Le piège était grossier.
Le prisonnier ne s’y laissa point prendre.
— Le secret est-il levé ? demanda-t-il au juge qui suivait tous ses mouvements.
— Pas encore… répondit celui-ci. La justice ne se déclare pas assez éclairée.
— Ah ! c’est ainsi !
— Oui.
— Alors, je ne signerai pas ce procès-verbal.
Et il rejeta la plume.
— Vous refusez de signer ?
— Formellement.
— Monsieur, vous vous oubliez…
— Je ne reconnais pas la légalité d’un interrogatoire fait dans de semblables conditions.
— Mais…
— Je ne signerai, monsieur le juge, que lorsque j’aurai été interrogé dans votre cabinet.

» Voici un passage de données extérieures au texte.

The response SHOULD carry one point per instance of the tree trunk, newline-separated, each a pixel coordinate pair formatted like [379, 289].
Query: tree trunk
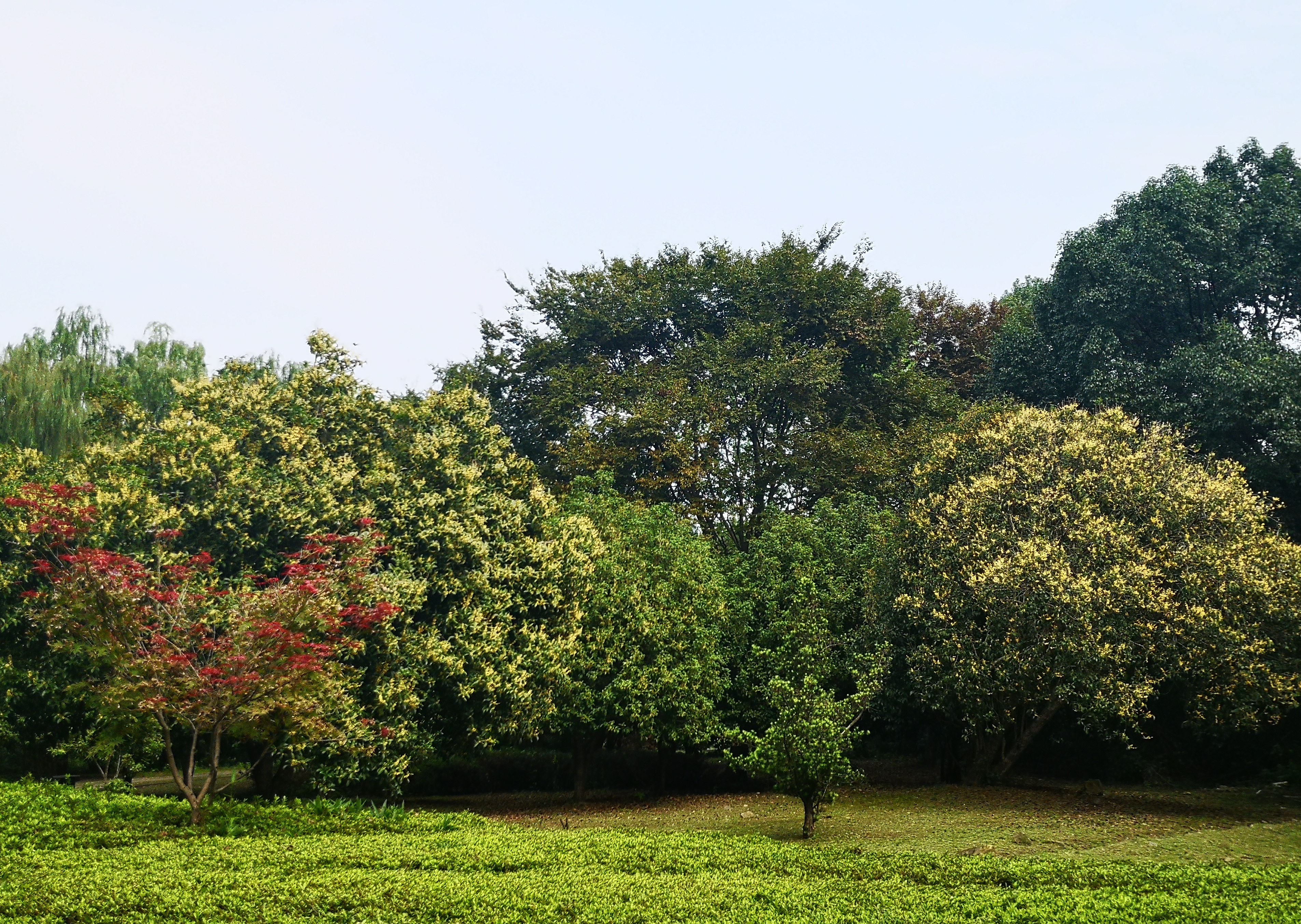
[1027, 737]
[265, 776]
[979, 759]
[579, 768]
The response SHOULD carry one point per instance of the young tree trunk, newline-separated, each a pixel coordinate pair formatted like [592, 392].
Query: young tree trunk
[1027, 737]
[265, 776]
[810, 816]
[579, 767]
[185, 781]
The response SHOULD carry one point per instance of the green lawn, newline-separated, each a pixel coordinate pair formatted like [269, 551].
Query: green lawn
[90, 857]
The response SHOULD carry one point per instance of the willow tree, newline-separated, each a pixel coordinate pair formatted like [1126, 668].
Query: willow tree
[1066, 560]
[58, 388]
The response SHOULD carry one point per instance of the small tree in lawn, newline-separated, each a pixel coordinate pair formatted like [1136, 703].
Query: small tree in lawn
[807, 746]
[206, 663]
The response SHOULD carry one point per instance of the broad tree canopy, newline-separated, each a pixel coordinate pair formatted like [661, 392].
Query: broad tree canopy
[1071, 560]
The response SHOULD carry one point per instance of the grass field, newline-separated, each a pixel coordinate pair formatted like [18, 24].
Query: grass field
[888, 855]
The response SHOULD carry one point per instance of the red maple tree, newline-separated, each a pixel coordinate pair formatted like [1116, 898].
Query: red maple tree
[207, 659]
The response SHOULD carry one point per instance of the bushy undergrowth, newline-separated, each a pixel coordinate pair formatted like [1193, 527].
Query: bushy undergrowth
[48, 816]
[340, 862]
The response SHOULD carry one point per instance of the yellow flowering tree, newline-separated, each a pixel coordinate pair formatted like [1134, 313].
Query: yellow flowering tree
[1063, 560]
[249, 464]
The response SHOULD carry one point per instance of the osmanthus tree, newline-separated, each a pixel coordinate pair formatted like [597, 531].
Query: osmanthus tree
[1182, 305]
[486, 572]
[207, 662]
[1065, 560]
[647, 662]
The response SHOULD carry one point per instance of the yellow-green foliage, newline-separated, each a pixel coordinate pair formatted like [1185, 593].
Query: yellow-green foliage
[1066, 556]
[246, 465]
[296, 865]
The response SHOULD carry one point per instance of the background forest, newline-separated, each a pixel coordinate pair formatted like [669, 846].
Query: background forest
[697, 514]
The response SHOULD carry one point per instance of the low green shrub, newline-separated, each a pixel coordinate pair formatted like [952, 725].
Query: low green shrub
[342, 862]
[48, 816]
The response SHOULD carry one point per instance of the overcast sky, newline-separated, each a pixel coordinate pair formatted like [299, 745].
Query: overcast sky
[248, 172]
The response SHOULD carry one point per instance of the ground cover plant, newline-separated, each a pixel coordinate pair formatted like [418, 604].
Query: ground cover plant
[293, 863]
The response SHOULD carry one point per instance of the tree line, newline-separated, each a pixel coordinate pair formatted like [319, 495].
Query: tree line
[759, 503]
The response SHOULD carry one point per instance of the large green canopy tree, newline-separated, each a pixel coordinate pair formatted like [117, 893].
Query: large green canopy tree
[1063, 560]
[726, 383]
[1183, 306]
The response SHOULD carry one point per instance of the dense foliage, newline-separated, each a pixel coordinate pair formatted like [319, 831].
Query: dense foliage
[1068, 560]
[340, 862]
[59, 389]
[647, 664]
[728, 383]
[1180, 306]
[713, 499]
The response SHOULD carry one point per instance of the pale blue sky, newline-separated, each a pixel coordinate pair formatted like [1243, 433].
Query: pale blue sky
[248, 172]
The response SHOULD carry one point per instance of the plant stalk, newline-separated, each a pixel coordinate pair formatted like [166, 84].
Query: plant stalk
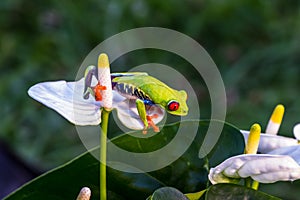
[103, 151]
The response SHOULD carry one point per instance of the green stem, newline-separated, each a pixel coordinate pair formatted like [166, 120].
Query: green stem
[248, 182]
[255, 185]
[103, 149]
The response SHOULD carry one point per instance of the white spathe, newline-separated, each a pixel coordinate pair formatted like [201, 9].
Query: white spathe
[270, 142]
[260, 167]
[66, 98]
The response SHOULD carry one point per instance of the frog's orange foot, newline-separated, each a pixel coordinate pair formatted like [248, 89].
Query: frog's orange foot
[97, 90]
[151, 123]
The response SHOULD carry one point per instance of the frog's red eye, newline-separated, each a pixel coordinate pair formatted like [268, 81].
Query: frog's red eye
[173, 105]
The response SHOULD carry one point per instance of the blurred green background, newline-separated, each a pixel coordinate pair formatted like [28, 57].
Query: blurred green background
[255, 44]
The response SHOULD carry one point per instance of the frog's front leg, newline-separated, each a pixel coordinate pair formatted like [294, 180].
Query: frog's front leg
[147, 120]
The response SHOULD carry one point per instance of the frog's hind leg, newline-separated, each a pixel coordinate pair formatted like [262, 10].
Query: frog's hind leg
[147, 120]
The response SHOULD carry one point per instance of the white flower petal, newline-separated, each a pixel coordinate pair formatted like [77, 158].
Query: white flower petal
[292, 151]
[128, 114]
[60, 96]
[270, 142]
[261, 167]
[296, 131]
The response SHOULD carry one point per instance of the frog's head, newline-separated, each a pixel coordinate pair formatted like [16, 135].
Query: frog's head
[178, 106]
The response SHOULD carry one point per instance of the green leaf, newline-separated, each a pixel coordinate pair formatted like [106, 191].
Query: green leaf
[233, 191]
[168, 193]
[196, 195]
[188, 173]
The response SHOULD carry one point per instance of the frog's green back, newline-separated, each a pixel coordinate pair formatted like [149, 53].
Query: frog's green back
[157, 91]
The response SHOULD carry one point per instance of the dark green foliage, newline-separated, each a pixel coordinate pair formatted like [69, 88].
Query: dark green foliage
[254, 43]
[188, 173]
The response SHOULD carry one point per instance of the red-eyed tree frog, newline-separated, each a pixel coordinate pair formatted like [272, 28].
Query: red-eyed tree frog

— Soit, monsieur, répliqua le juge d’instruction, réprimant avec peine un geste de mauvaise humeur ; il sera fait ainsi que vous désirez.
Il se leva.
Son greffier l’imita.
— Pardon, messieurs, fit Passe-Partout.
Le juge d’instruction s’arrêta dans sa marche.
— Un mot encore, s’il est possible.
— Parlez.
— Quand aura lieu ce second interrogatoire ?
— Le plus tôt possible.
— Mais encore, ne pouvez-vous me fixer une date certaine, monsieur ?
Le juge d’instruction se consulta :
— Dans dix jours, fit-il en clignant de l’œil du côté de son greffier.
L’intention ironique de ce coup d’œil n’échappa pas au comte de Warrens.
Il s’inclina silencieusement.
Le juge et le greffier sortirent majestueusement.
— Allons, la farce continue ! se dit le prisonnier. Dans quel but la jouent-ils ?
En ce moment le guichetier rentra.
Il apportait le dîner du prisonnier.
Celui-ci ne chercha même pas à lui demander l’ombre d’un renseignement.
Le porte-clefs ne lui aurait pas répondu l’ombre d’un monosyllabe.